Unwanted chemicals and pesticides are being collected from farms in the River Derg catchment area in County Tyrone and disposed of safely, in an initiative led by Northern Ireland Water to help prevent contamination of watercourses.
The free farm-to-farm collection means farmers can dispose of unused, unlicensed or out-of-date herbicides, weedkiller, sheep dip, insecticide sprays, rodenticides, fungicide sprays, veterinary medicines and empty containers.
Peter Quinn, NI Water catchment officer said, “This scheme is taking place to reduce the risk of dangerous chemicals making their way into watercourses which lead to the River Derg, which is an important drinking water source for the local area.
"We are happy to be working with our contractors, McQuillan Environmental, who will pick up the waste chemicals and dispose of them safely on our behalf and within all waste management regulations.”
“This is an excellent scheme which will help farmers tidy up their stores and give peace of mind that unwanted chemicals are out of the way and disposed of safely.”
The scheme is supported by the Ulster Farmers’ Union. David Brown, UFU president said, “This is an excellent scheme which will help farmers tidy up their stores and give peace of mind that unwanted chemicals are out of the way and disposed of safely.”
While essential for growing crops, use of pesticides and chemical fertilisers on agricultural land can impact the quality of local water sources, either through entering groundwater or due to runoff into streams.
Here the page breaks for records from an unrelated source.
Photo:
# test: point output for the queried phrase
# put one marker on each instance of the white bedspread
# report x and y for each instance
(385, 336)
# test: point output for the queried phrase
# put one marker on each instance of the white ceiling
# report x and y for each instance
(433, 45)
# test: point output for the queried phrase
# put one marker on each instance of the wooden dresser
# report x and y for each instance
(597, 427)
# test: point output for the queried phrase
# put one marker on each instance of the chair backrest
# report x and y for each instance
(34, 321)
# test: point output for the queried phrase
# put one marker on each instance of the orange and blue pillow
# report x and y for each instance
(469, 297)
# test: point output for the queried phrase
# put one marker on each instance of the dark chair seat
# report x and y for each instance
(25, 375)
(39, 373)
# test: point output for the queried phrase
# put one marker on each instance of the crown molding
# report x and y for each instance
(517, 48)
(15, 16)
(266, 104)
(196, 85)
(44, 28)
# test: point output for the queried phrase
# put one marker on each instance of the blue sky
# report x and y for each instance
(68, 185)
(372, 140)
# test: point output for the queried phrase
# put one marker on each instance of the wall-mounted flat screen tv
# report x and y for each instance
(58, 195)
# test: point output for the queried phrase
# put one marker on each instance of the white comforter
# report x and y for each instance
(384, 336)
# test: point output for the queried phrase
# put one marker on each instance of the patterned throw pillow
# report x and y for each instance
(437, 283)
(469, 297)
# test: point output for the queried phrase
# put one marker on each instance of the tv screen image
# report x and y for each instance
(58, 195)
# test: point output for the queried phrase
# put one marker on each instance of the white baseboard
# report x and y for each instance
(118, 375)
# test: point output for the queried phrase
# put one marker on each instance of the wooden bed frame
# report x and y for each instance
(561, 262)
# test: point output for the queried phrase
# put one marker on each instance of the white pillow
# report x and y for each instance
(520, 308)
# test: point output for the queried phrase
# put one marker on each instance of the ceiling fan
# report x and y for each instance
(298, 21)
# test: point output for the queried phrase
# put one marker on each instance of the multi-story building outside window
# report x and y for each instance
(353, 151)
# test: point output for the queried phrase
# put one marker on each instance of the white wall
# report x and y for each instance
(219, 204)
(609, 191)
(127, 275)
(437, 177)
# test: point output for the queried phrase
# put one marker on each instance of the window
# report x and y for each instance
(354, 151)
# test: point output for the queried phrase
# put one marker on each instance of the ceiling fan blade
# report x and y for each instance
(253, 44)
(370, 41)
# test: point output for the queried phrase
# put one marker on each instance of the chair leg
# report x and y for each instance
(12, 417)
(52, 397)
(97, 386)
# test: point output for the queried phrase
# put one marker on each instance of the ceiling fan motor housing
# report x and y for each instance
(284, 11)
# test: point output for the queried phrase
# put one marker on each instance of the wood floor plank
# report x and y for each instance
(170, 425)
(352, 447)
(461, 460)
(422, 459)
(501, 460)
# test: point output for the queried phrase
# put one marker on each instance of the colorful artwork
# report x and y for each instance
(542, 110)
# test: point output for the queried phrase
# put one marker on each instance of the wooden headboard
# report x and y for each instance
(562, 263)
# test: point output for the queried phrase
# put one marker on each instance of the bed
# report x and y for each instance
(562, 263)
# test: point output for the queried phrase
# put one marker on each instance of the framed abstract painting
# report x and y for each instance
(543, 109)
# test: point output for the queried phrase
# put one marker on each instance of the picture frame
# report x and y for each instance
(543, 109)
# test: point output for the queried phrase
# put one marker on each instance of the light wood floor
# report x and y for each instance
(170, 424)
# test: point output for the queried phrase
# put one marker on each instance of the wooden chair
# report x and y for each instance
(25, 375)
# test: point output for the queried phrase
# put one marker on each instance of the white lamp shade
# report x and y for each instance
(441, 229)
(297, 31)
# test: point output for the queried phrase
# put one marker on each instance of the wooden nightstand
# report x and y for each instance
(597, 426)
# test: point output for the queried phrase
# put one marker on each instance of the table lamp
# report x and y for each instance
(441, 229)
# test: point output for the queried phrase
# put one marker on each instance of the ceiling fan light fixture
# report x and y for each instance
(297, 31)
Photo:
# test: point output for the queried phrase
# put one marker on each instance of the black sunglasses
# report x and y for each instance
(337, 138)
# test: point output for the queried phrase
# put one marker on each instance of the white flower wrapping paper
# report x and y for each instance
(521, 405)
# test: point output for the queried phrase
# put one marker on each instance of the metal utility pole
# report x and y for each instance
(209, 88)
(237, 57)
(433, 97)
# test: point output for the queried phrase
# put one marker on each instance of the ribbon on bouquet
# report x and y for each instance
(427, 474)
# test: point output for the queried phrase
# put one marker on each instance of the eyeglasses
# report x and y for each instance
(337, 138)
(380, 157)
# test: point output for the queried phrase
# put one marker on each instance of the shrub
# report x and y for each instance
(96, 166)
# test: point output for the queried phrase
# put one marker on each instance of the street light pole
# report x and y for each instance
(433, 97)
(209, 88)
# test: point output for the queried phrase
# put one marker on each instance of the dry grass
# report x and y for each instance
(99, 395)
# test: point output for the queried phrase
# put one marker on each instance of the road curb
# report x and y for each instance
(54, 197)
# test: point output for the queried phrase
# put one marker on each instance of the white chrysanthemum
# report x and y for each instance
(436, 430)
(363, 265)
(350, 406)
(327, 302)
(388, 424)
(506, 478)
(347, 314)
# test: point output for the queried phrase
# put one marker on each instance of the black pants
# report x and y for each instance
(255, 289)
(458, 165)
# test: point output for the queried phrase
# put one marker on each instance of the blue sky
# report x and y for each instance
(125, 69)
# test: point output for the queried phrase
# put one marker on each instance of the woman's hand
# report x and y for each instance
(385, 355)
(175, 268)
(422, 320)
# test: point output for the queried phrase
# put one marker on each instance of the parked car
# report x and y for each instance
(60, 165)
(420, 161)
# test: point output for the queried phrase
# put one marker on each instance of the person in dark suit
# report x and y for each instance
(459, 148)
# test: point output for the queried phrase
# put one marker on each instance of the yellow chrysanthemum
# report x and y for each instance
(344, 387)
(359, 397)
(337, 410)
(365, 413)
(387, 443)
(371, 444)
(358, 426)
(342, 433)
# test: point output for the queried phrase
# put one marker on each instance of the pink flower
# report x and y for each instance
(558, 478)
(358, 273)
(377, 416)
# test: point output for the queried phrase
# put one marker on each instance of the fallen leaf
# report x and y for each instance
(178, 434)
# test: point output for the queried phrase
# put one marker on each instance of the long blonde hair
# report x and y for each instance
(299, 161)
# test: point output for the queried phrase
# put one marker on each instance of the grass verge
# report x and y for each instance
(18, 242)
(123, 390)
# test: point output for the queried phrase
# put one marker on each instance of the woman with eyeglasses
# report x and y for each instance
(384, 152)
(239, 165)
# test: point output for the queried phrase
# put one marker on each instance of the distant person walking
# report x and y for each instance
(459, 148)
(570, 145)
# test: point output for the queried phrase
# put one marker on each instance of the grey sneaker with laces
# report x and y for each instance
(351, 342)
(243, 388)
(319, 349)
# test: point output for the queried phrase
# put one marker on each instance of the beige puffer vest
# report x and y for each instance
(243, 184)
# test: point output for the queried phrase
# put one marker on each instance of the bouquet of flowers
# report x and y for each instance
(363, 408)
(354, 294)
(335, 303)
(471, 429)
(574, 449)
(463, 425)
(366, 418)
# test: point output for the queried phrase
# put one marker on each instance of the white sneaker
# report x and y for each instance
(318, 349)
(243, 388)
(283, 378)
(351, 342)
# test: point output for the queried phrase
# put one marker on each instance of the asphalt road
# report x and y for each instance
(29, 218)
Incorrect disposal of chemicals may also harm the local environment, as well as pose a health and safety risk. In the UK, the water sector engages closely with farmers to manage this risk and maintain high water quality and healthy crops.
Registration to NI Water’s chemical disposal scheme closes on 30 November 2022. Collections begin 9 January 2023. Full details can be found on the NI Water website.